For years my husband and I swam every day of the year at Coopers Beach and also fossicked. We found all sorts of treasures: petrified wood and coconuts, the bowl of a clay pipe with a hole for a flax cord, a natural Māori sinker, pieces of whale bone and whalers’ china, kauri gum, seeds from a tropical shrub or tree, the bottom of a Māori digging stick, and a very firm ball of pine needles which had rolled over the sand hills gathering more and more needles. From various far-north beaches we also collected a huge variety of shells.
Our greatest find, though, was a huge collection of moa bones. We were swimming at Henderson Bay, in 1976 I think, and noticed something white in the sand hills. We investigated and found a Māori oven and lots of bones. The Auckland Museum looked at some and told us most were moa and a few were sea lion, which interested them more.
Filled with enthusiasm, we returned often to Henderson Bay and walked the 6.5 kilometres of sand hills, finding more and more bones. On a plateau we found masses of moa eggshell, so this must once have been the home for many moa. One day I found a perfectly articulated half-skeleton of a moa in a sand hill, but we never found the other half. Obviously the sand hill had fallen, complete with bones.
A student studying for his doctorate in ornithology, Phil Millener, often stayed with us, with a motor bike on the back of his car.
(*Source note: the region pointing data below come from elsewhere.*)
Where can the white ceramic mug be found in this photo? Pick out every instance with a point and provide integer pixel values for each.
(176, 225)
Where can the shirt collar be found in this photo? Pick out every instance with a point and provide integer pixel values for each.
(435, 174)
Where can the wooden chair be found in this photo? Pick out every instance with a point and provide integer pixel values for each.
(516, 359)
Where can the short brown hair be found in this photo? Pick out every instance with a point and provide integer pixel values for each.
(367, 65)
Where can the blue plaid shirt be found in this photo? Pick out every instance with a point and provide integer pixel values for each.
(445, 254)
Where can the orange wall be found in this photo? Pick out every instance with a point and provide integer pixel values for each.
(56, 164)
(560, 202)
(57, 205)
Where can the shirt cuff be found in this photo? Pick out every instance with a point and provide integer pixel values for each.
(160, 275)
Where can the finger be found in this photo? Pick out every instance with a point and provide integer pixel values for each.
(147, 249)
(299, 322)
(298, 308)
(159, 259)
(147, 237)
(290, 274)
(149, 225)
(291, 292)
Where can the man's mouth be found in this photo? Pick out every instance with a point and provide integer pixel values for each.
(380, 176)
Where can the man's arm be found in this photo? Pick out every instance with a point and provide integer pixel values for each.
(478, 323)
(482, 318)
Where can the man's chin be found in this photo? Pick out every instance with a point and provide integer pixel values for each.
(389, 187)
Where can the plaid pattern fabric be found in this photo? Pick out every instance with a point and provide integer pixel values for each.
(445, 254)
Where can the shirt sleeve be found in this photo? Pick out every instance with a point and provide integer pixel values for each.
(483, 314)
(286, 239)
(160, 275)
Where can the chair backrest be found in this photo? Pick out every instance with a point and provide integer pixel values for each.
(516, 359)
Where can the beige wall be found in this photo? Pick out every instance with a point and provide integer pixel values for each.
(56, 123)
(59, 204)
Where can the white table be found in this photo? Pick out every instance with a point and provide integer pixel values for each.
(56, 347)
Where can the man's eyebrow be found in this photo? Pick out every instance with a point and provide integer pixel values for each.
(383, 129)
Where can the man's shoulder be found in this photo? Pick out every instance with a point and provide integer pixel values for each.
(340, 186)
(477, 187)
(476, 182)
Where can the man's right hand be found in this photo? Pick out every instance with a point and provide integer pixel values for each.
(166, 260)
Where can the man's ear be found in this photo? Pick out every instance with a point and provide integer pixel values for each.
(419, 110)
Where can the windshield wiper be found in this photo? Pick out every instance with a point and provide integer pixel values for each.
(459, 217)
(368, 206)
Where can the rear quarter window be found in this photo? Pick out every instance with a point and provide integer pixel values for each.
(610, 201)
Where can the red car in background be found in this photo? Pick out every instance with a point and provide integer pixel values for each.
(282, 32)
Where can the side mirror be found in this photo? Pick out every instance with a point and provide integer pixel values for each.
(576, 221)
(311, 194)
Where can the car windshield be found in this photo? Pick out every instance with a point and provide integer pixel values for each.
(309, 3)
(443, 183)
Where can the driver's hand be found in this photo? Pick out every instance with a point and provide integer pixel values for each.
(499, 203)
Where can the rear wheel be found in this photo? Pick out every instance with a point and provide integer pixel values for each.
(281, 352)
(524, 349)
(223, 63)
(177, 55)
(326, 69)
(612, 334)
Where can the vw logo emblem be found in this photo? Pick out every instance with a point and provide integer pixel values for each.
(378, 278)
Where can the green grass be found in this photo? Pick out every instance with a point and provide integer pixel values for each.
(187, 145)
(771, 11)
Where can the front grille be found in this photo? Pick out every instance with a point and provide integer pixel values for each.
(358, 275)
Up to Henderson Bay he went over and over again, to return with ‘There are no moa bones at Henderson Bay.’ We insisted that every moa bone we had came from there, and one day he excitedly returned with some.
Each time we returned from Henderson Bay I made a sketch of the site of each discovery, the date and so on. Each collection was boxed individually. Phil included a report on them in his thesis, in which he noted that our collection was the largest outside a museum.
In 1990, when I thought I was leaving Coopers Beach and felt the bones should remain in the Far North, I gifted them to the Far North Museum in Kaitāia, where they remain. Incidentally, Phil Millener now works at the Smithsonian Institution in the US.
Over a headland from Henderson Bay is little Kōwhai Bay. There, in a dried-up stream bed, we found what was obviously once a Māori workshop, with lots of obsidian shards used as knives, and a small greenstone adze. At Henderson Bay we also found a Māori skeleton buried in a sitting position. Having inspected it, we covered it up and never spoke of it.